US President Barack Obama has warned that Iran’s leaders have to understand that “the window for solving this issue diplomatically is shrinking.”
Iran maintains its nuclear programme is purely peaceful even though this year it blocked UN inspectors from visiting a specific area of a military base suspected to have hosted nuclear warhead research.
Tehran on Wednesday made a formal request to schedule the time and place for “constructive, serious” talks with the P5+1, which it agreed to on February 14 after an initial offer made back in October by EU foreign policy chief Catherine Ashton.
The last round of negotiations with the P5+1 collapsed in Istanbul in January 2011.
Iran’s supreme leader Ayatollah Ali Khamenei, though, has told the West to drop the “illusion” that its economic sanctions against his country will force a change of heart over nuclear policy.
Khamenei has called nuclear weapons a “sin”. Iran has stressed that it seeks only civilian uses from splitting the atom, such as nuclear energy and medical isotopes.
The Western sanctions are taking a toll on Iran’s vital oil exports, though one that is quantifiably unclear overall amid competing declarations from Tehran and from Western agencies.
While shipments have certainly been curtailed to several markets, the tensions over the showdown have driven global oil prices higher, giving the Islamic state higher revenue per barrel of oil it manages to sell.

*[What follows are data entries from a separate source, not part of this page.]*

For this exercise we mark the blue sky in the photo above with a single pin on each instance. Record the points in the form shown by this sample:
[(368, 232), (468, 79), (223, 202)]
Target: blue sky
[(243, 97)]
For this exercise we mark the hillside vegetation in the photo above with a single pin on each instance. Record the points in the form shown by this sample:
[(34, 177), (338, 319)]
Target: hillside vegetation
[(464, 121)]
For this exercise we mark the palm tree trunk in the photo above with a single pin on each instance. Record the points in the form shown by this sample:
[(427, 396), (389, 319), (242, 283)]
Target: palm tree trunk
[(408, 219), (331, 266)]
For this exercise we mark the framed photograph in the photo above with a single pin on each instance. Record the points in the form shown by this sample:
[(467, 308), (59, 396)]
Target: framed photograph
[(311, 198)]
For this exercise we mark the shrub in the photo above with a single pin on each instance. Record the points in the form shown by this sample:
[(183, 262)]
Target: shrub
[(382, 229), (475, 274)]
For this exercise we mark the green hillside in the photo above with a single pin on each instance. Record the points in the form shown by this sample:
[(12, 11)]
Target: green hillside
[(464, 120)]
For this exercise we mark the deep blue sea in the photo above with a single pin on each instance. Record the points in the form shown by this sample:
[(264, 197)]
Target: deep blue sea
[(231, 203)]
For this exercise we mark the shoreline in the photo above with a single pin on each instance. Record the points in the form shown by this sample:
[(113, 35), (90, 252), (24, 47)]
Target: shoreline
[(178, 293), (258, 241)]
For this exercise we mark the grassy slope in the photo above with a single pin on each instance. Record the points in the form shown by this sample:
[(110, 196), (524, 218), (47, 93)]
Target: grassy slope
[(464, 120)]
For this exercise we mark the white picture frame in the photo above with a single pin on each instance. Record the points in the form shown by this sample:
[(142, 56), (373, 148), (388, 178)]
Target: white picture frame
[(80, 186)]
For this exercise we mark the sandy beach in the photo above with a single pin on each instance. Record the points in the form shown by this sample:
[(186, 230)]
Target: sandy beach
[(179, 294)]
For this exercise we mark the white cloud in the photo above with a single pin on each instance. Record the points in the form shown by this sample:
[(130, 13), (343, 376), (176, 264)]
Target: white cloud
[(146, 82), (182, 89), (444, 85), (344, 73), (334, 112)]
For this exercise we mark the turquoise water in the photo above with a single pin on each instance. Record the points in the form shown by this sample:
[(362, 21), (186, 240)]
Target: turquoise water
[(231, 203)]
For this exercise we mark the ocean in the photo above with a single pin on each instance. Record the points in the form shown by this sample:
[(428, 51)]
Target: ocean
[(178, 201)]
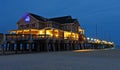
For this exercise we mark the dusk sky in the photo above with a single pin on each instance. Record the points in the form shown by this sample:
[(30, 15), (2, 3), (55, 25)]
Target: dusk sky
[(103, 13)]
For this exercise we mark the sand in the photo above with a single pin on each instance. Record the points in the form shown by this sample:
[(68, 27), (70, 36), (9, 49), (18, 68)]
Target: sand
[(69, 60)]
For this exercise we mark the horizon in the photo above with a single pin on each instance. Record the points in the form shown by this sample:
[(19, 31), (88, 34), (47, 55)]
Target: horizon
[(104, 14)]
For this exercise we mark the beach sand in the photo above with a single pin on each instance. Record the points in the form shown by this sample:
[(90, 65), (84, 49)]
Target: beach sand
[(66, 60)]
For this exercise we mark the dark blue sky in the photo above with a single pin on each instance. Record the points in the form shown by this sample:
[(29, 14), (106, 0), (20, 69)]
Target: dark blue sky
[(104, 13)]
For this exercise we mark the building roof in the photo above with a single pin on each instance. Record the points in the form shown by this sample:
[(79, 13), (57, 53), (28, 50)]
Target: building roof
[(38, 17), (61, 20)]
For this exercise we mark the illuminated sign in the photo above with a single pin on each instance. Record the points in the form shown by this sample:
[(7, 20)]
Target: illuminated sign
[(27, 19)]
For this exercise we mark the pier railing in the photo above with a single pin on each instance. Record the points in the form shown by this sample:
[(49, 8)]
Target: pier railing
[(25, 36)]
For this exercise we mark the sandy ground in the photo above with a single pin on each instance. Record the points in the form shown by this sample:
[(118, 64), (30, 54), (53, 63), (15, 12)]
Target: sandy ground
[(70, 60)]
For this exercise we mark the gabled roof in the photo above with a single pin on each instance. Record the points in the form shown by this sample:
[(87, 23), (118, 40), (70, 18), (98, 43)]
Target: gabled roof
[(62, 20), (38, 17)]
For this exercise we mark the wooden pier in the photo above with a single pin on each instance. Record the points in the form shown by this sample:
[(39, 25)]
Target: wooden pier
[(22, 43)]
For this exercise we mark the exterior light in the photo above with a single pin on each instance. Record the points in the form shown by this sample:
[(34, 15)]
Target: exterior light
[(88, 38)]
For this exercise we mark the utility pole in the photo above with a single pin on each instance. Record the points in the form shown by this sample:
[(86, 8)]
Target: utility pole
[(96, 31)]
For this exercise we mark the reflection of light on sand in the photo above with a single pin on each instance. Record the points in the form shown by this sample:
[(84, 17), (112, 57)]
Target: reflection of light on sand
[(86, 50)]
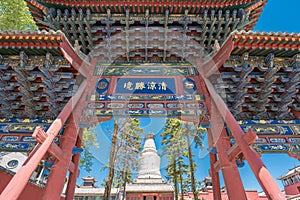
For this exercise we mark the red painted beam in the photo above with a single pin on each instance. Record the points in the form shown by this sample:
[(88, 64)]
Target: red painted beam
[(235, 150), (214, 64), (20, 179), (263, 176), (73, 58), (40, 135)]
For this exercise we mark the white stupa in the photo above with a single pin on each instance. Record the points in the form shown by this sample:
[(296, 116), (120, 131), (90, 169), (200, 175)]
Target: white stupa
[(149, 178)]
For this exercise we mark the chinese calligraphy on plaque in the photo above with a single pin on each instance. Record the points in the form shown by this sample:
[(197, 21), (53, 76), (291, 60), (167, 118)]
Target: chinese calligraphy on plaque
[(146, 86)]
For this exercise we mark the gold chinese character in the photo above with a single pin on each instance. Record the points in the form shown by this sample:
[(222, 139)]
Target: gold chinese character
[(151, 85), (162, 86), (128, 85), (140, 85)]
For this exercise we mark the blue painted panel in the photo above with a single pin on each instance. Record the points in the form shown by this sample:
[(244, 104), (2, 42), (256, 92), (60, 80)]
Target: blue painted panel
[(145, 86)]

The International Atomic Energy Agency last November issued a report detailing suspicions that Iran was researching military aspects of nuclear technology, though it stopped short of stating definite proof of atomic bomb-related activities existed.
US intelligence has likewise said there was no evidence of an Iranian nuclear bomb and it was thought no decision had yet been made on whether to make one.